I have a simulated data set of 4 repeated measurements (measure) for 5 subjects (subj), 20 trials (trl) each. I am trying to fit a model with random slopes for age category with subject and trials within subject as random effects and age category as fixed effect.
Here is the reproducible example:
set.seed(1)
# 20 trials 5 subjects 4 rep meas
age <- runif(400, min = 18, max = 60)
measure <- runif(400, min = 8, max = 14)
cat <- seq(1,4,1)
trl <- rep(seq(1,20,1),5)
sub <- c(rep(1,20),rep(2,20),rep(3,20),rep(4,20),rep(5,20))

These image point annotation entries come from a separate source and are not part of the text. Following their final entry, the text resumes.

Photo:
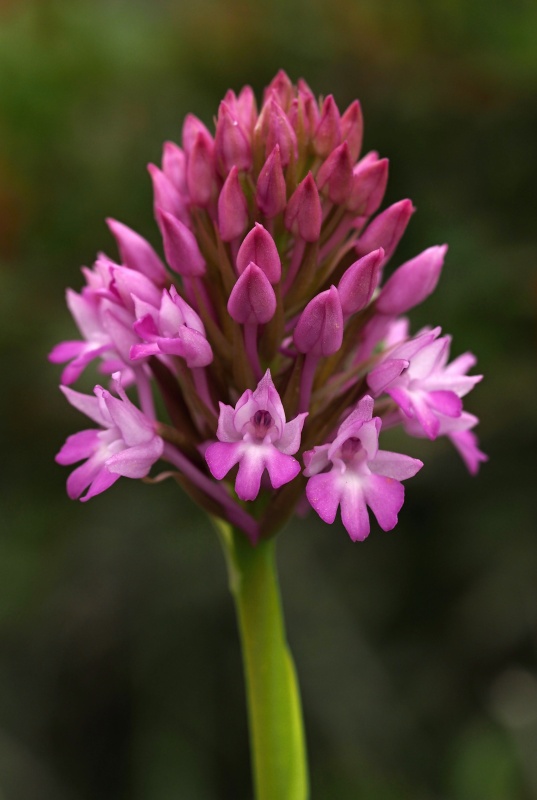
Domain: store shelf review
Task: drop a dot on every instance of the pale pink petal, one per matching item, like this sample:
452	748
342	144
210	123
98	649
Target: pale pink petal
135	462
222	456
88	405
134	426
323	495
289	441
83	475
394	465
385	498
77	447
251	468
353	508
102	481
281	468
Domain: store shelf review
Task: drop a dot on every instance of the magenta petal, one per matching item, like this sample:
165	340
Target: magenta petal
79	446
134	426
467	445
385	498
87	404
139	351
135	462
102	481
83	475
222	456
323	495
413	282
380	378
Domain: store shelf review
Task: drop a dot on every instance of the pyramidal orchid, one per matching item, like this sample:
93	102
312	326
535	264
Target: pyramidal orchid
267	322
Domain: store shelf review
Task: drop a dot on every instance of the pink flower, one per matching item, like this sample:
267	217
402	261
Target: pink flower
270	263
256	436
360	475
416	375
172	329
125	445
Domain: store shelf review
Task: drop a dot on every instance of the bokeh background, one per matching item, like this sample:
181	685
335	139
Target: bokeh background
120	675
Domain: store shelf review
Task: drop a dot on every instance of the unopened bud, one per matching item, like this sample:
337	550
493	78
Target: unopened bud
336	174
369	180
319	330
136	253
412	282
252	299
270	192
232	208
259	248
359	281
328	133
303	215
180	246
386	230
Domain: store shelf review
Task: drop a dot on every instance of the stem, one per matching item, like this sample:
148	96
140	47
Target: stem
274	709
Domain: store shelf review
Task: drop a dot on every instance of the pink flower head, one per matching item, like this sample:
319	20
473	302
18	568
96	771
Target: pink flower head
125	445
270	263
360	475
256	436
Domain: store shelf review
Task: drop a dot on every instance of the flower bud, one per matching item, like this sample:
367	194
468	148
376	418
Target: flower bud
369	180
259	247
232	148
303	215
200	171
359	281
386	230
352	129
232	208
274	128
174	166
166	196
336	174
180	246
282	88
192	128
319	329
270	192
252	299
412	282
328	133
136	253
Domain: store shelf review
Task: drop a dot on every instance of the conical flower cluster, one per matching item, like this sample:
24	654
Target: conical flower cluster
278	350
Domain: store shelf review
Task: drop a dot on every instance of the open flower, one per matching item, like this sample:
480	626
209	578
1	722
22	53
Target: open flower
125	445
256	436
360	475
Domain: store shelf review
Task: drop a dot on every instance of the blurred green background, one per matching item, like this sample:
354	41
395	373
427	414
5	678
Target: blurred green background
120	674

data <- as.data.frame(cbind(measure, age, cat = rep(cat,100), trl = (rep(trl,4)),
sub = rep(sub,4)))
data[, 'cat'] <- as.factor(data[, 'cat'])
data[, 'sub'] <- as.factor(data[, 'sub'])
data[, 'trl'] <- as.factor(data[, 'trl'])
library(lme4)
model <- lmer(measure ~ cat-1 + (0+cat|sub) + (0+cat|sub/trl),data)
I get an error message as:
Error: number of observations (=400) <= number of random effects (=400)
for term (0 + cat | sub); the random-effects parameters and the residual
variance (or scale parameter) are probably unidentifiable
I expect to get 100 groups for subj/trl and 5 for subj and 400 observations. So I am confused regarding the error. I am trying to ascertain what went wrong with the model specification. Please help.